As this is an Asia Publishers title, it’s pretty difficult to obtain outside of Korea.
Text from the listing on the Kyobo website, fed through the Papago translation engine:
99 Years of Life, Unfinished Battle
In January 2020, Jeong Ji-ah’s “Black Room” was published as the 26th installment of K-fiction.Jung Ji-ah was born in Gurye, South Jeolla Province, and completed her Ph.D. in literature and art creation at Chung-Ang University. He started his work in 1990 with the feature film “Daughter of Peach Mountain,” published his novels “Happiness,” “Spring Light,” and “Conversation of the Forest.” He is one of Korea’s leading novelists who won the Lee Hyo-seok Literature Award, Han Moo-sook Literature Award, Novel of the Year, and Nogeun-ri Peace Literature Award. Jeong Ji-ah, who always fabricates the shadow of the past and present and shows both frustration and hope in it, is giving readers a deep insight into life again through this K-fiction “Black Room.”
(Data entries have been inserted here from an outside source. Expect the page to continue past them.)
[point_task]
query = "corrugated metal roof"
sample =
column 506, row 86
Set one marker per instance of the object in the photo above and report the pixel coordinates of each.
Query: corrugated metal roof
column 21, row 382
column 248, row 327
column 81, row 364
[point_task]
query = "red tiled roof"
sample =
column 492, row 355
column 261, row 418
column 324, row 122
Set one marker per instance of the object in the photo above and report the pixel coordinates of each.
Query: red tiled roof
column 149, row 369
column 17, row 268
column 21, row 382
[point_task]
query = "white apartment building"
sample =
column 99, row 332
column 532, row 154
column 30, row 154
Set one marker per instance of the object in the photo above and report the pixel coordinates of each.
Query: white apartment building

The protagonist of “Black Room” is a ninety-nine-year-old old woman who enters Jirisan Mountain with her husband and fights in the southern army, losing her family and friends and living in prison. Even after leaving prison, the old woman’s life was not so green, but she lives by considering her 42-year-old daughter as the “present” and the “lantern” she should protect. The old woman, who has lived for ninety-nine years, realizes that the last moment of her life is near and enters the recollection of reflecting on her life is reflected on her life.